His art has gained international recognition and he has received numerous awards during his career, including the Lebanese Ministry of National Education Prize, the UNESCO Prize, the Ministry of Public Works Prize for Sculpture and the Sursock Museum sculpture grand prize. El Rayess spent time working in Saudi Arabia and was appointed Art Consultant for the City of Jeddah and was commissioned with monumental works for the City of Jeddah. The Saudi government commissioned him to make several sculptures, the most notable being a stylized name of Allah. Constructed in Italy from aluminum, the piece stands 27 meters tall in Palestine Square in Jeddah. He was a respected professor of fine arts, working for many years at the Lebanese University and the Lebanese American University, and was eventually appointed president of the Lebanese Association of Painters and Sculptors.
Internationally, his solo exhibitions include those at the Poliani Gallery, Rome; Numero Gallery, Florence; D’Arcy Gallery, New York; Excelsior Gallery, Mexico; the Rodin Museum, Paris; a retrospective of his works from 1957-1968 at the National Museum in Damascus; Ornina Gallery, Damascus; and Galerie Rasim, Algeria.
El Rayess pursued his passion for art until his death in January 2005. The current five-month exhibition in Sharjah is supported by the Aref El Rayess Foundation and the Sfeir-Semler Gallery, Beirut/Hamburg. It gives visitors the opportunity to explore the artist’s iconic works and his stunning use of color and abstract patterns.

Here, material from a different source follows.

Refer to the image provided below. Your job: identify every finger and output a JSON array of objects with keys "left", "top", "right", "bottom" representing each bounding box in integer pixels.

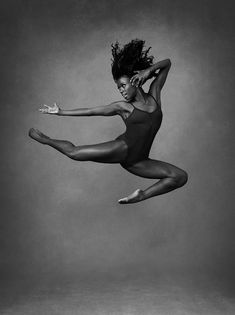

Before this retrospective, SMA and SAF presented major exhibitions such as Lasting Impressions: Adam Henein, which refers to Henein, recognized as one of the most prominent sculptors in the Arab world and Mona Saudi: Poetry and Forms, which was a solo exhibition for the late artist Mona Saudi. Present at the opening of the current exhibition were Hind bint Majid Al Qasimi, Chairwoman of the Sharjah Businesswomen’s Council and Nawar bint Ahmed Al Qasimi, Vice Chairperson of SAF and daughter of the late artist, Hala El Rayess.